On sait que l'homme fait face à six chefs d'accusation pour des agressions sexuelles, des attouchements sexuels et des incitations à des contacts sexuels. Les faits qui lui sont reprochés seraient survenus entre le 1er mars 2010 et le 20 août 2010 à Notre-Dame-du-Mont-Carmel et à Saint-Maurice.

Hier, il a nié en bloc les gestes qui lui sont reprochés, clamant à plusieurs reprises que ce n'était jamais arrivé. Interrogé par son avocate Me Susan Corriveau, sur des présumés attouchements et geste de masturbation, il a déclaré: «Je n'ai jamais fait cela. Je suis d'ailleurs étonné de l'apprendre». Pendant une bonne partie de l'interrogatoire, il a longuement précisé pourquoi de tels gestes ne pouvaient avoir été commis, en parlant de son emploi du temps et des relations qu'il avait avec la victime à l'époque.

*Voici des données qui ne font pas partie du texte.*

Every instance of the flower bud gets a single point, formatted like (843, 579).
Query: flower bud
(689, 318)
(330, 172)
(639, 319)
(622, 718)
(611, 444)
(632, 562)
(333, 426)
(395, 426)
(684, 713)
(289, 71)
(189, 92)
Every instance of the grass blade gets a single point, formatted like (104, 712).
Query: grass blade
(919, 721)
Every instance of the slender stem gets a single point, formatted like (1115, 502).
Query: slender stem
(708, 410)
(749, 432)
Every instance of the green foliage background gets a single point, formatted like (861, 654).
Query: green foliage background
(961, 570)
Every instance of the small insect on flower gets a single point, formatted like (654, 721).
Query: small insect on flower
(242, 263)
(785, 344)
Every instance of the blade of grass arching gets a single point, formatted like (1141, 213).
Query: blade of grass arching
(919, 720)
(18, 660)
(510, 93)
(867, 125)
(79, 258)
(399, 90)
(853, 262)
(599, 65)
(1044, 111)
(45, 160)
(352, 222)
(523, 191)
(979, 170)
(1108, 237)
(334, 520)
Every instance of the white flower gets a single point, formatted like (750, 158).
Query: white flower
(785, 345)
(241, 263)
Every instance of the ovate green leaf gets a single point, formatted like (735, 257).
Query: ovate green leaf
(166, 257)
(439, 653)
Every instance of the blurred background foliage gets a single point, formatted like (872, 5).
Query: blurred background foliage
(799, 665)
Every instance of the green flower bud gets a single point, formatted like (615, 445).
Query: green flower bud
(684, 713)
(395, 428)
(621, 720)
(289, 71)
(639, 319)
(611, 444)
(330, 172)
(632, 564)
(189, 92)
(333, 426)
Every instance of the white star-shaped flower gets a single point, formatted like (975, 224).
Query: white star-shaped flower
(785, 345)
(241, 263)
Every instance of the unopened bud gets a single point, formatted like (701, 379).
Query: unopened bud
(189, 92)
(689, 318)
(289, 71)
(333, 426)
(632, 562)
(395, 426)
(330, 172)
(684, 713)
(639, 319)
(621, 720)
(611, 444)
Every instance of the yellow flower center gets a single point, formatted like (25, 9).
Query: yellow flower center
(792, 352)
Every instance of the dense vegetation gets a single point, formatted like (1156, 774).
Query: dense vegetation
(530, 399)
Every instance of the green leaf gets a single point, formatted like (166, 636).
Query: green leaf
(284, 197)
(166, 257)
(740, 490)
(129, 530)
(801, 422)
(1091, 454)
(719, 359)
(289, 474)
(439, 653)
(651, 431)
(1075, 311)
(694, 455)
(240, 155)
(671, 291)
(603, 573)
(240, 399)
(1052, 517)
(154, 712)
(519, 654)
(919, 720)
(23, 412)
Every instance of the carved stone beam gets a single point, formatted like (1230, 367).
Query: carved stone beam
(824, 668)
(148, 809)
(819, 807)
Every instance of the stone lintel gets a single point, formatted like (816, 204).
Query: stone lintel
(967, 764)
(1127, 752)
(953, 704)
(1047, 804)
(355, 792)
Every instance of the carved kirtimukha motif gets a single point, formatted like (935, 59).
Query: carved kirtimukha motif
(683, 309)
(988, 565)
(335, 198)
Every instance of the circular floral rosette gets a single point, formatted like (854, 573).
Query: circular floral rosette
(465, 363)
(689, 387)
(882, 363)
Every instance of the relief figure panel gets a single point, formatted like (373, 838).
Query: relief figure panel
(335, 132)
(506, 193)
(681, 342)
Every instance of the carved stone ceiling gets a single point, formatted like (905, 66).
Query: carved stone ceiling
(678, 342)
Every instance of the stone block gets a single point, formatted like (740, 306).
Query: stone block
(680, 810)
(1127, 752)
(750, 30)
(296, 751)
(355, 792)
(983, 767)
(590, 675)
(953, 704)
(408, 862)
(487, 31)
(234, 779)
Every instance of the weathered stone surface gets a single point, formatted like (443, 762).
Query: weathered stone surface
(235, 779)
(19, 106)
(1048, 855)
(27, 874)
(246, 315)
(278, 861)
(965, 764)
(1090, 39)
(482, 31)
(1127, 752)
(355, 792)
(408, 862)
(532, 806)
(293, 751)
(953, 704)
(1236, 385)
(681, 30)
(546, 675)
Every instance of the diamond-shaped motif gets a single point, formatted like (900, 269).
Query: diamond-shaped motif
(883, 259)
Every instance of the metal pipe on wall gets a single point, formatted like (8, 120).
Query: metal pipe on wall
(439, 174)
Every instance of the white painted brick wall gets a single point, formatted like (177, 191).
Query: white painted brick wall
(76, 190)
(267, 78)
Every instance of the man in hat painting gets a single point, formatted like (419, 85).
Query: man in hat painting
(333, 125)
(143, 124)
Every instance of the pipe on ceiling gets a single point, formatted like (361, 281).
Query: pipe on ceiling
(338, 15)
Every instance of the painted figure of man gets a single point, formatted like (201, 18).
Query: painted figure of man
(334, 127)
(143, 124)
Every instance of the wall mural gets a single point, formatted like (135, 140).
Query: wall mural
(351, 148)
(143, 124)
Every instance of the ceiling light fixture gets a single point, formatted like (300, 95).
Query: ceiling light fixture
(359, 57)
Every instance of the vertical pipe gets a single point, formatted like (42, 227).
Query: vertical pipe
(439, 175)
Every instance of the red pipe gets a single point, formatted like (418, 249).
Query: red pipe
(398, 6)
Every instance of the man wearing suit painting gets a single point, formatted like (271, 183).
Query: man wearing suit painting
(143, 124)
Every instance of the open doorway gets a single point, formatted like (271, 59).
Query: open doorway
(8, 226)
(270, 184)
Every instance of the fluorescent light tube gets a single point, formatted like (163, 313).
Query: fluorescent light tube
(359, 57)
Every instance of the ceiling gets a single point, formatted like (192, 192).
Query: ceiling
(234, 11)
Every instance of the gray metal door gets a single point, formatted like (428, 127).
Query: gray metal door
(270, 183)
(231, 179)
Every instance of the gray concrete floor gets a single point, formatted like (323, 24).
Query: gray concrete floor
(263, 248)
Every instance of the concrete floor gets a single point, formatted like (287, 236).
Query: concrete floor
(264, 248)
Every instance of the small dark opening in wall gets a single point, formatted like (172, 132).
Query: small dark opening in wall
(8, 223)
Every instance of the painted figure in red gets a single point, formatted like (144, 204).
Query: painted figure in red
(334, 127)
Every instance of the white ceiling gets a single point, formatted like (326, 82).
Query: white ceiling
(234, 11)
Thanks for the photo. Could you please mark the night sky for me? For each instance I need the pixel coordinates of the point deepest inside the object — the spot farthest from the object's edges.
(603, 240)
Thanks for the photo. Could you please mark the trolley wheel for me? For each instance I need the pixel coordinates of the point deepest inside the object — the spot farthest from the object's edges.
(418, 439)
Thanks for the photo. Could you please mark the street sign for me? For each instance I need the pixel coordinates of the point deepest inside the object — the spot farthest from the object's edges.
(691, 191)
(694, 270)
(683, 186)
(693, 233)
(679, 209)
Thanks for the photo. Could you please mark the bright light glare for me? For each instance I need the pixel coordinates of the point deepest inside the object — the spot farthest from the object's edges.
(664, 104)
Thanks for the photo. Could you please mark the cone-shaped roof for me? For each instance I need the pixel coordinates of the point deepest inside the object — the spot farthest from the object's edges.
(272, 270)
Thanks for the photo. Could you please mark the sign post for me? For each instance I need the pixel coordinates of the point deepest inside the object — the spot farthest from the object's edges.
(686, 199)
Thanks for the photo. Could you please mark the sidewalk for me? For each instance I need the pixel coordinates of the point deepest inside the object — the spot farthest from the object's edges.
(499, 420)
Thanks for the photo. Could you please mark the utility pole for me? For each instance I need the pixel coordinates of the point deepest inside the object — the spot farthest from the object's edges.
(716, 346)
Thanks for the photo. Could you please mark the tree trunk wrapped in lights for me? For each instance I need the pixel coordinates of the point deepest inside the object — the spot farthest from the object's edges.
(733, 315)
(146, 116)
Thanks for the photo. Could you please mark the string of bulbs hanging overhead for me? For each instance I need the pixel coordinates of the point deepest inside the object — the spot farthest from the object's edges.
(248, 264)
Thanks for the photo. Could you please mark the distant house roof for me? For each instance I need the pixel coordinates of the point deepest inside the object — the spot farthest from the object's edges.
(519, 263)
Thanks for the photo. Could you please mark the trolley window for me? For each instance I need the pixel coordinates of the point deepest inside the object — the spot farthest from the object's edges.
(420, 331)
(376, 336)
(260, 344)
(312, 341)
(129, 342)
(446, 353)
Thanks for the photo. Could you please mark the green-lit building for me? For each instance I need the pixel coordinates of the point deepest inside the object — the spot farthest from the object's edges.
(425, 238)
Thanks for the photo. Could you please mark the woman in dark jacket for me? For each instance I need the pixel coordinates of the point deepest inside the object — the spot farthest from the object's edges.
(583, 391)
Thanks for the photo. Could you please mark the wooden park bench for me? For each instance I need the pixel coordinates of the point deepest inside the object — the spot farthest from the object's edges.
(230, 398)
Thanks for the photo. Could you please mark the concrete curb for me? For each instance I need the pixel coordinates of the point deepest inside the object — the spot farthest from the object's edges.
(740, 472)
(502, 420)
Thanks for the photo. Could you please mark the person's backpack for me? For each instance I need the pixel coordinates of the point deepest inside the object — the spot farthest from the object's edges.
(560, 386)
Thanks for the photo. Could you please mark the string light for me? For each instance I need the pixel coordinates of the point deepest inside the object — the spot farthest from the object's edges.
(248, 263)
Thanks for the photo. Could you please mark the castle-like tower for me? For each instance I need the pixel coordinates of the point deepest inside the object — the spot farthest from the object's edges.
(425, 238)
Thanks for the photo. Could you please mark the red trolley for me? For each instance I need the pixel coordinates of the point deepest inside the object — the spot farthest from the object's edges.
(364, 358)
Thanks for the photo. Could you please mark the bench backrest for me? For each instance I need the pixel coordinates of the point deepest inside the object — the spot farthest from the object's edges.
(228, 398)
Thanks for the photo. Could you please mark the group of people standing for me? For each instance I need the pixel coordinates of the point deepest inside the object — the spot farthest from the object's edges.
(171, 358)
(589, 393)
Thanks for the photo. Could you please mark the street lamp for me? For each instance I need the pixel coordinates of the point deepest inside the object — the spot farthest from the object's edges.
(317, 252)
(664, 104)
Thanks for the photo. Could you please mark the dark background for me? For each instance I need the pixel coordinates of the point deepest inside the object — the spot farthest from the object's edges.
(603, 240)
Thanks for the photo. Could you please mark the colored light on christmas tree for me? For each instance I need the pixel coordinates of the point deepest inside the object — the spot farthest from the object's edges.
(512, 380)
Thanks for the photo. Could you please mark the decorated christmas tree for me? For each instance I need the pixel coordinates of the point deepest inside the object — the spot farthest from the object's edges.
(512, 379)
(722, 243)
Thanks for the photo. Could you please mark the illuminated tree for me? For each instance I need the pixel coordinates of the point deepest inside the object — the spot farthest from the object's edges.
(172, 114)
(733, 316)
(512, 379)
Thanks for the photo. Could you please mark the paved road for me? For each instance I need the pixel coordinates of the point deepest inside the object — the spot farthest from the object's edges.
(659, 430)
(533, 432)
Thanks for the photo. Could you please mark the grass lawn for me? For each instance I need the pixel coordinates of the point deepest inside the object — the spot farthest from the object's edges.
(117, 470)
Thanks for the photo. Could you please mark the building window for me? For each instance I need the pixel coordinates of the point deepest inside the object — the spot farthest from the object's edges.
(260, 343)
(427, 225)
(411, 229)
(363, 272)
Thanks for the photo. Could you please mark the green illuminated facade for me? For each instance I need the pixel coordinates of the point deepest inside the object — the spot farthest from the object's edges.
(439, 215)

Rappelons que celle-ci était alors âgée de 11 ans environ. Il ne s'agit pas d'un élève de l'école secondaire Jean-Nicolet où Abran a déjà enseigné à temps plein de 1997 à 2010.

Lors de la dernière journée d'audience, qui avait eu lieu en octobre dernier, l'adolescent avait raconté au tribunal qu'Abran avait abusé de lui à une vingtaine de reprises au cours de la période visée par l'acte d'accusation. Il se serait notamment livré à des gestes de masturbation et de fellation.

En 2000, on avait également accusé Stéphane Abran d'avoir agressé sexuellement deux garçons dont il s'était occupé à la fin des années 1980 et au début des années 1990. Il avait cependant été acquitté puisque la preuve s'était avérée insuffisante pour conclure à une culpabilité hors de tout doute raisonnable.

Les deux soeurs de l'accusé ont également témoigné hier. Ces deux courts témoignages ont conclu la preuve de la défense et la couronne a indiqué qu'elle n'avait pas l'intention de présenter de contre-preuve. Les plaidoiries ont été prévues pour le 21 février prochain.